In an essay fragment called “Bible Teaching and Religious Practice,” Mark Twain suggested that the Bible is like a drugstore. In it you can find both poison and cure. The Bible was used as the basis for the Salem witch trials, and it was used to condemn them. It was used to justify slavery, and it was used to abolish it. Twain was well aware that churches during his time were splitting over the issue of slavery, each side basing its positions in the Bible. He understood, moreover, that the problem wasn’t simply that slavers were bad biblical readers, distorting the text. The problem was that the poisonous texts are there. Institutions of slavery are presumed and supported in some biblical texts.

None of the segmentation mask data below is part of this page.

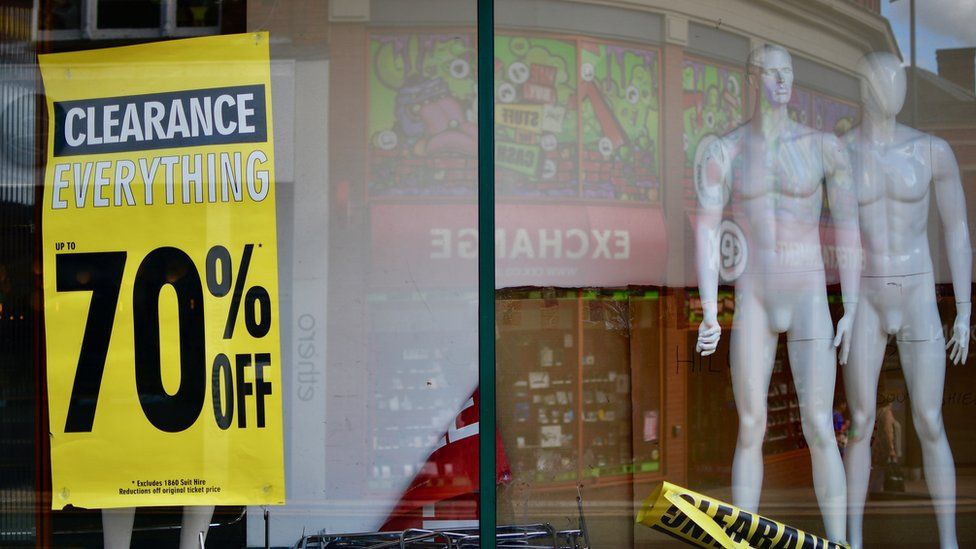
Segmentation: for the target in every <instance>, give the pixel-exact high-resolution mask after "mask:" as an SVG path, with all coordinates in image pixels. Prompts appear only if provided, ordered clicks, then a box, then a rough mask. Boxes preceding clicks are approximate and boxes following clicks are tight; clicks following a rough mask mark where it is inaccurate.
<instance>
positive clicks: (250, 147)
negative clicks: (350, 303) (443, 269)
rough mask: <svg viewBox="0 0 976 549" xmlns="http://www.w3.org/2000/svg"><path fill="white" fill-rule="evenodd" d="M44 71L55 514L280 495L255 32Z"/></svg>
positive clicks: (51, 464) (75, 62)
mask: <svg viewBox="0 0 976 549" xmlns="http://www.w3.org/2000/svg"><path fill="white" fill-rule="evenodd" d="M40 66H41V73H42V76H43V79H44V88H45V93H46V95H47V106H48V112H49V113H50V117H49V118H50V121H49V128H48V132H49V141H48V156H47V168H46V171H45V186H44V203H43V205H42V207H43V219H42V221H43V225H42V230H43V233H42V241H43V258H44V315H45V329H46V341H47V382H48V397H49V410H50V429H51V465H52V487H53V497H52V503H51V504H52V507H53V508H54V509H61V508H63V507H64V506H66V505H69V504H71V505H74V506H77V507H88V508H107V507H134V506H148V505H214V504H216V505H231V504H232V505H253V504H278V503H284V497H285V496H284V469H283V455H282V417H281V354H280V343H279V334H278V314H279V310H278V275H277V241H276V232H275V188H274V149H273V141H272V136H273V131H272V125H271V120H272V118H271V82H270V63H269V58H268V36H267V34H266V33H255V34H244V35H232V36H219V37H208V38H195V39H190V40H177V41H169V42H161V43H155V44H146V45H139V46H130V47H124V48H110V49H103V50H92V51H84V52H75V53H64V54H53V55H43V56H40Z"/></svg>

Even the Ten Commandments take slave ownership for granted. Why else would they prohibit coveting a neighbor’s slaves? Indeed, just a few verses after the Ten Commandments are given in the book of Exodus, we find detailed regulations for trading slaves, not to mention other possessions, including daughters. It also sets liberal limits on how much physical abuse a slave owner may deliver. “When a slave-owner strikes a male or female slave with a rod and the slave dies immediately,” for example, “the owner shall be punished. But if the slave survives for a day or two, there is no punishment; for the slave is the owner’s property.” The passage is disconcerting enough in and of itself, but especially so given that it appears only a few pages after the story of the release of the Israelites from slavery in Egypt.

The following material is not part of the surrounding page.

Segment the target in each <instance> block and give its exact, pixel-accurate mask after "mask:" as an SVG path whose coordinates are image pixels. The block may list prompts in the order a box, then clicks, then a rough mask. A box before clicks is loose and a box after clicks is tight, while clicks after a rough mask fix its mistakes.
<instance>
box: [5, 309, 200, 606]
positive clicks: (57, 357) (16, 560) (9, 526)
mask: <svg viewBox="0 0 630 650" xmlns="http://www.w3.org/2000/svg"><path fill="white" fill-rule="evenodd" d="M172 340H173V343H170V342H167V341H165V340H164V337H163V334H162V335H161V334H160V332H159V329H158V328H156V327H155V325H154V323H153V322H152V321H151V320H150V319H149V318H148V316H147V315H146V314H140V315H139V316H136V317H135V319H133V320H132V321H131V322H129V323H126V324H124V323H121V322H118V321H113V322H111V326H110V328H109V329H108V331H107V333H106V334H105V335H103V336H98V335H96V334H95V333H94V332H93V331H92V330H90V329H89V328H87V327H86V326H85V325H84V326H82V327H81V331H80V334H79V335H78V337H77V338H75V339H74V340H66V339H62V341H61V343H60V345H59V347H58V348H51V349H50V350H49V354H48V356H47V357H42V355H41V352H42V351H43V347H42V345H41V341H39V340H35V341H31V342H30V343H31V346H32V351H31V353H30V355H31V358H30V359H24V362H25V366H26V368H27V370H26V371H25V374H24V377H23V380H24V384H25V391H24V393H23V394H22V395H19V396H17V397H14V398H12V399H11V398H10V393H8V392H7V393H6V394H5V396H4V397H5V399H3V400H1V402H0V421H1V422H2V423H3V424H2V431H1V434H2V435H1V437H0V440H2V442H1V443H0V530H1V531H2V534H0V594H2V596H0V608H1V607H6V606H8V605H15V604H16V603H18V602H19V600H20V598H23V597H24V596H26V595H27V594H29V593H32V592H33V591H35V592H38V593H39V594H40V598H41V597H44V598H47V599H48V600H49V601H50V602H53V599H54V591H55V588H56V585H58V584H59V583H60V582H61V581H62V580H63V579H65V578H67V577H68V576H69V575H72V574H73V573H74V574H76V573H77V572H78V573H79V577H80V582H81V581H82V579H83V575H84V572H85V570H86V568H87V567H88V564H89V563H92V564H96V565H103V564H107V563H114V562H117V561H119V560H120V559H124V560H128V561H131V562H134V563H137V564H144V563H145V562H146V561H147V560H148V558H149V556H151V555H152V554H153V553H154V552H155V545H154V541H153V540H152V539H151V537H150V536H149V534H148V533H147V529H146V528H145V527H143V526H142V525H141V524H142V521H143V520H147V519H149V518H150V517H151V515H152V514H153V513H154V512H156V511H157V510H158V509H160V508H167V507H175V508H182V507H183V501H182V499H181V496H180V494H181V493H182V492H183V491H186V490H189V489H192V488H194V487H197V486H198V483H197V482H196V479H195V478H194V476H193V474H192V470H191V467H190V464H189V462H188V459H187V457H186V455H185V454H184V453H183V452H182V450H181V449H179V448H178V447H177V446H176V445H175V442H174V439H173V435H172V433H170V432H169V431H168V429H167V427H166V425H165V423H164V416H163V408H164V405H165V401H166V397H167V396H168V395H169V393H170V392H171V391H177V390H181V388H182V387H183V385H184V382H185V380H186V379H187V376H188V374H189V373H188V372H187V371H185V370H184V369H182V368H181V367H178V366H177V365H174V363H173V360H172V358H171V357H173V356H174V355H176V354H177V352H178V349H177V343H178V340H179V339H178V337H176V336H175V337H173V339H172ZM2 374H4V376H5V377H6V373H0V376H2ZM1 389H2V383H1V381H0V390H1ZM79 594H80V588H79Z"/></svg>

Some might hasten to say that these slave texts are all in the Old Testament and therefore are part of life “under the law” from which Jesus Christ liberates humankind. They might well note that in the New Testament letter to the Galatians, the apostle Paul declares that “there is no longer slave or free . . . for you are all one in Christ Jesus.” Yet in another letter, he by no means condemns his Christian friend Philemon for owning slaves; he simply requests that one particular former slave, Onesimus, who probably had run away from his master, be accepted back with a new status as fellow Christian.

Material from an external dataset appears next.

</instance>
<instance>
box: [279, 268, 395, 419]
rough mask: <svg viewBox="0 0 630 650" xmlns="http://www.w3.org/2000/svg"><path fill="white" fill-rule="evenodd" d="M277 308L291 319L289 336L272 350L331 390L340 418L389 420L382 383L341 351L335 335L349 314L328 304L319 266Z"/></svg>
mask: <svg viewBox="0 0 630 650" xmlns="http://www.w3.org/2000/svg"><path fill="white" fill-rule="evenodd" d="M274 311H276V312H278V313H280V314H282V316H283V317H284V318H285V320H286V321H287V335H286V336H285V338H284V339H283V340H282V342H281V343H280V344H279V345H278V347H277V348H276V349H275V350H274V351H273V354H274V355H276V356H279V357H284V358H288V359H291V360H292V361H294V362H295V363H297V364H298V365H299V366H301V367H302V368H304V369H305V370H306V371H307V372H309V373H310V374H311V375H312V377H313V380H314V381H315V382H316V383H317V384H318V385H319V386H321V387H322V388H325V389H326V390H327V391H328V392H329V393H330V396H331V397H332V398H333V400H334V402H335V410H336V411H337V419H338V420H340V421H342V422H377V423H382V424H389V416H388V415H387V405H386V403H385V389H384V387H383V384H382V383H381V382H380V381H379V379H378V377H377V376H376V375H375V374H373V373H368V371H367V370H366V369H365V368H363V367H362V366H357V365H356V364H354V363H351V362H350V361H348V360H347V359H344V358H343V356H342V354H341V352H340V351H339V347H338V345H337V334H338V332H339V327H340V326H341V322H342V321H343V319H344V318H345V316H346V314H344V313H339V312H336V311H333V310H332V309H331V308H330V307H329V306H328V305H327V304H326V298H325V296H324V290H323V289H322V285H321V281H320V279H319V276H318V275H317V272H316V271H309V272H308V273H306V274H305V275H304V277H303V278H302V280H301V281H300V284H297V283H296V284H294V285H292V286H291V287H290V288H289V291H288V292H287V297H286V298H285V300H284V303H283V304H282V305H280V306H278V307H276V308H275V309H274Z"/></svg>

One of the most poisonous biblical interpretations in recent decades is found in the Christian white-supremacist idea of the Phineas Priesthood. Its biblical basis is a story in Numbers 25 about divinely sanctioned violence in the name of ethnic purity. In that story, the Israelites are suffering from a deadly plague, which Moses explains as God’s punishment against them for marrying non-Israelites. While listening to Moses denounce intermarriage, a priest named Phi
neas notices an Israelite man with a Midianite woman. He leaves the congregation, follows the couple into their tent, and impales them both on the same spear. In response to this zealous double murder, God lifts the plague against the Israelites and blesses Phineas, promising him an “everlasting priesthood.” Inspired by this story, white supremacist Richard Kelly Hoskins wrote Vigilantes of Christendom: The Story of the Phineas Priesthood, which presents a postbiblical lineage of “Phineas Priests” who have been willing to carry out similar acts of violent racial and moral purification, and which calls forth a new generation of white Christian zealots to similar action. In the years since its publication, Hoskins’s book has gained wide circulation among white supremacist die-hards and potential recruits, in and out of prison. Today, many notoriously militant racist groups lay claim to this dubious biblical heritage, declaring themselves Phineas Priests. Indeed, within these groups, the idea of the Phineas Priesthood has become a powerful means of ordaining acts of racist terror as part of a larger, divinely sanctioned racial holy war.